Hence, the need for such unified solutions seems to be critical from both theoretical and practical perspective. However, obtaining such algorithmic unification poses serious theoretical challenges. We believe that some of the recent advances in algorithms provide us with an opportunity to make serious progress towards solving these challenges in the context of several fundamental algorithmic problems. This project should be seen as the start of such a systematic study of unification of algorithmic tools with the aim to remove the need to “under the hood” while still guaranteeing an optimal performance independently of the particular usage case.

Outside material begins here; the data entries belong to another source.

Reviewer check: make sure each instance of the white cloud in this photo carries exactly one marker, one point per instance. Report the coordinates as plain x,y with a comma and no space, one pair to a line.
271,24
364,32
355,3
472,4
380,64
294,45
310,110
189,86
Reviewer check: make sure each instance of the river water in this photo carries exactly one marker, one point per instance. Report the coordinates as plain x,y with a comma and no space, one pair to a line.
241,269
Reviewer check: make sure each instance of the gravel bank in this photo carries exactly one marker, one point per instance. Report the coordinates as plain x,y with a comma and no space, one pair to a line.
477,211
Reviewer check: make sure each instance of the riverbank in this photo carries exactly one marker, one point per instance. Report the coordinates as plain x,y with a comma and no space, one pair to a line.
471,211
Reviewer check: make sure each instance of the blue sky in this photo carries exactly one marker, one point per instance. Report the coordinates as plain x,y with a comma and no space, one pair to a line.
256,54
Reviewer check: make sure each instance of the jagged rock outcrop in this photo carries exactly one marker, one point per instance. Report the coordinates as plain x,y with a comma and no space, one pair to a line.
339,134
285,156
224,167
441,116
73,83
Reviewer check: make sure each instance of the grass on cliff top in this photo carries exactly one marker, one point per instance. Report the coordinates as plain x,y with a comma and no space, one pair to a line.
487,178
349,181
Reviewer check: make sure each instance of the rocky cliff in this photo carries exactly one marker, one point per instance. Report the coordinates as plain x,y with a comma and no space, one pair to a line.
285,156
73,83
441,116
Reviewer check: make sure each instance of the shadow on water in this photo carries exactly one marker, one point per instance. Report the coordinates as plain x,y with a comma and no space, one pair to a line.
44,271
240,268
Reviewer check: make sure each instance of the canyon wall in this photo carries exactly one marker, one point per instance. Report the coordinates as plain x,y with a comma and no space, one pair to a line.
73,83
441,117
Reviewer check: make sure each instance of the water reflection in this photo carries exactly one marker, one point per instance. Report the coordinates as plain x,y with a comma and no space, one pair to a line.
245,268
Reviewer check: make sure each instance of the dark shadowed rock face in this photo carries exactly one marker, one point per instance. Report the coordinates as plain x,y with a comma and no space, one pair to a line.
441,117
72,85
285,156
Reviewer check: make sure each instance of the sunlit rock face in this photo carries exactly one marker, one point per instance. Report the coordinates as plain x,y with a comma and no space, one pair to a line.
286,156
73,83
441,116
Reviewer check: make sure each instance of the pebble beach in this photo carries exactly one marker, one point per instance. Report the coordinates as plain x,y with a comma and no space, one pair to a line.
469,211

We have been mostly working on Task A, i.e. the unification of graph algorithms. In particular, our results are:
- a new view on min-cost flow problem in planar graphs that lead to the most efficient algorithm - we are currently trying to extend these ideas to general graphs,
- optimal algorithms for incremental matchings in bipartite graphs - these algorithms use basic algorithmic principles,
- new polyloglog round algorithms for computing PageRank in the MPC models- our approach is rather general and leads to the solution of several other problems.

We have started to work as well on robust view on shortest paths, i.e. Task C.
The main achievement so far is the MPC algorithm for PageRank that gives exponential speedup with respect to the state of art. As research in this project has primarily theoretical nature, it is hard to predict what kind of results will be obtained next.